Why kick + save-off: if the player is online, the server holds their NBT in memory and rewrites the .dat on next save tick — clobbering the restore. save-off halts auto-save; kicking guarantees the in-memory state for that player won't be flushed.

Userns-remap reminder: the host sees container-uid 100000 for files written by the MC process. Restored files written by user (uid 1000) will appear empty/permission-denied to the container. Always chown 100000:100000 (or chmod 666) after restore. Memory: project_nullstone_docker_userns.


Scenario 1 — Player lost inventory (T1, the void-death case)

This is what the strategy was written for. RTO target: < 2 minutes.

  1. Find the UUID:
    grep -i 'NICK' /opt/docker/minecraft/usercache.json
    
  2. Pick a snapshot just before the loss. restic snapshots --tag playerdata shows timestamps.
  3. Run the TL;DR block above with that snapshot id (or latest if loss happened in the last 5 min).
  4. Inform the player: "Your inventory from HH:MM has been restored. Anything you picked up after that point is gone."
  5. Log the incident: append to docs/INCIDENTS.md (create if absent) — date, player, snapshot id, cause.

Scenario 2 — Whole world rolled back (T2/T3, griefing or corruption)

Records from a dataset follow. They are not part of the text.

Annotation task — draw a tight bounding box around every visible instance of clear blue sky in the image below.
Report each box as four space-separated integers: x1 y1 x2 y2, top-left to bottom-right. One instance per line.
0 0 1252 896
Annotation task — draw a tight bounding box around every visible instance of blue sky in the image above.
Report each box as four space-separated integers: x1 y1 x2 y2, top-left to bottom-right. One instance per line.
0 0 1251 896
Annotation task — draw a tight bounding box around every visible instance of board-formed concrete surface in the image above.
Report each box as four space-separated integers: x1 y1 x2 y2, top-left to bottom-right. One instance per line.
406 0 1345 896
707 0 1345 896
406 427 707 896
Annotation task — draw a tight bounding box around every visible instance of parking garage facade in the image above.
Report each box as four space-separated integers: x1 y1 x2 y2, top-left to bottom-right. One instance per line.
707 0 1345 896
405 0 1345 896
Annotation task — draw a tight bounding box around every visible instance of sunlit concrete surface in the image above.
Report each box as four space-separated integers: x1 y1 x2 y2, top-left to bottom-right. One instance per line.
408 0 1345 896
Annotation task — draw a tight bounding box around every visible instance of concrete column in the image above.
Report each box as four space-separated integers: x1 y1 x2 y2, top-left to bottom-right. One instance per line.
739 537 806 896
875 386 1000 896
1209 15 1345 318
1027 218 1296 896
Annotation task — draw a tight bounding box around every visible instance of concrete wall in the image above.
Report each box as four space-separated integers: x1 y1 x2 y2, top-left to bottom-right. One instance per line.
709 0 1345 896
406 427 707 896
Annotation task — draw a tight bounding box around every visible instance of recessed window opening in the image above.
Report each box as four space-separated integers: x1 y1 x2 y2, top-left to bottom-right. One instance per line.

RTO target: 15 minutes. Server downtime expected.

  1. Announce, kick, stop:
    mcrcon ... "say Server going down for restore — back in ~15 min"
    mcrcon ... "kick @a Restore in progress"
    cd /opt/docker/minecraft && docker compose down
    
  2. Move live data aside (do not delete):
    mv /opt/docker/minecraft /opt/docker/minecraft.broken-$(date +%F)
    mkdir -p /opt/docker/minecraft
    
  3. Restore from the world repo:
    RESTIC_PASSWORD_FILE=/etc/mc-backup.pw \
    restic -r /home/user/restic/mc-world \
        restore <snapshot-id> --target /tmp/world-restore
    rsync -aHAX /tmp/world-restore/opt/docker/minecraft/ /opt/docker/minecraft/
    
  4. Re-apply userns-remap perms (critical — see memory):
    chmod -R 777 /opt/docker/minecraft   # quickfix; or chown -R 100000:100000
    
  5. Boot:
    cd /opt/docker/minecraft && docker compose up -d
    docker logs -f minecraft-mc   # watch for "Done" line
    
  6. Verify with a known-good UUID's .dat parse, then announce server up.
  7. Keep minecraft.broken-YYYY-MM-DD/ for at least 7 days for forensic comparison.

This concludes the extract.